L'ablation de FA persistante est une procédure dont les complications sont rares. L'ETO, effectuée de manière constante à la fois avant la procédure pour exclure un thrombus, mais également pendant la procédure pour effectuer une ponction transseptale sans risque, est un examen habituellement sans conséquence.
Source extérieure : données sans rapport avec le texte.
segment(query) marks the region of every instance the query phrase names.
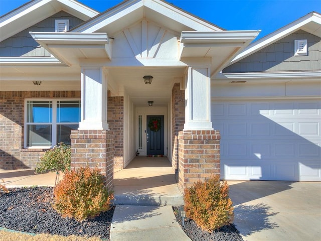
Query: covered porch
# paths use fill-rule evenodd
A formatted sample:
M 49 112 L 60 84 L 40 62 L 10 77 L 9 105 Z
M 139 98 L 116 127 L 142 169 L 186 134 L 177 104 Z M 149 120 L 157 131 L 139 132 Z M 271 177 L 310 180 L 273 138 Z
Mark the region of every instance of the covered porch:
M 184 203 L 175 173 L 167 157 L 136 157 L 126 168 L 114 171 L 117 204 L 164 206 Z

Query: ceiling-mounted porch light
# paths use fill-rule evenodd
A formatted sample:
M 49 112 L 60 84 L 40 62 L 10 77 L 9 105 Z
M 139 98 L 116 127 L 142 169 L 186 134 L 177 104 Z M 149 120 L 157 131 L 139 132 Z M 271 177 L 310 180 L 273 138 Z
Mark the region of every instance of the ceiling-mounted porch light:
M 152 77 L 151 75 L 145 75 L 143 77 L 144 79 L 144 82 L 146 84 L 150 84 L 151 83 L 151 81 L 152 81 Z
M 32 82 L 35 85 L 40 85 L 41 84 L 41 81 L 40 80 L 33 80 Z
M 230 81 L 230 82 L 229 82 L 229 83 L 246 83 L 246 81 Z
L'oesophage noir ou oesophagite nécrosante aiguë est une complication rarissime, qui n'a d'ailleurs presque jamais été décrite dans ce contexte d'ETO. Notre patiente a pu bénéficier d'un traitement purement conservateur, évitant ainsi de subir une chirurgie lourde qui aurait probablement entraîné des conséquences bien plus délétères. Enfin, il importe surtout de retenir, bien que cela n'ait pas été le cas ici, que, en cas de douleurs épigastriques importantes après une ablation de FA, le scanner thoraco-abdominal injecté reste le premier choix, avant d'envisager une endoscopie digestive haute.

Références

  1. Blomstrom-Lundqvist, C., Gizurarson, S., Schwieler, J., Jensen, S.M., Bergfeldt, L., Kenneback, G. et al. Effect of catheter ablation vs antiarrhythmic medication on quality of life in patients with atrial fibrillation: the CAPTAF randomized clinical trial. JAMA, 2019, 321, 1059-1068.
  2. Khanderhia, B.K., Seward, J.B., Tajis, A.J. Transesophageal Echocardiography, Mayo Clin Proc, 1994, 69 (9), 856-863.
  3. Gurvits, G.E. Black esophagus: Acute esophageal necrosis syndrome. World J Gastroenterol, 2010, 16 (26), 3219-3225.
  4. Conrad, L., Pinheiro, M., Mais, L. OEsophagite nécrosante aiguë : une complication rare. Acute oesophageal necrosis: A rare complication. Rev Med Interne, 2022, 43 (8), 506-508.
  5. Gurvits, G.E. Black esophagus: acute esophageal necrosis syndrome. World J Gastroenterol, 2010, 16 (26), 3219-3225.
  6. Conrad, L., Pinheiro, M., Mais, L. OEsophagite nécrosante aiguë : une complication rare. Acute oesophageal necrosis: A rare complication. Rev Med Interne, 2022, 43 (8), 506-508.
  7. Gurvits, G.E. Black esophagus: acute esophageal necrosis syndrome. World J Gastroenterol, 2010, 16 (26), 3219-3225.
  8. Haviv, Y.S., Reinus, C., Zimmerman, J. "Black esophagus": a rare complication of shock. Am J Gastroenterol, 1996, 91 (11), 2432-2434.
  9. Gurvits, G., Shapsis, A., Lau, N. Gualtieri, N., Robilotti, J.G. et al. Acute esophageal necrosis: a rare syndrome. J Gastroenterol, 2007, 42 (1), 29-38.
  10. Siddiqi, A., Chaudhary, F.S., Naqvi, H.A., Salah, N., Farooqi, R., Yousaf, M.N. Black esophagus: a syndrome of acute esophageal necrosis associated with active alcohol drinking, BMJ Open Gastroenterol, 2020, 7 (1), e000466.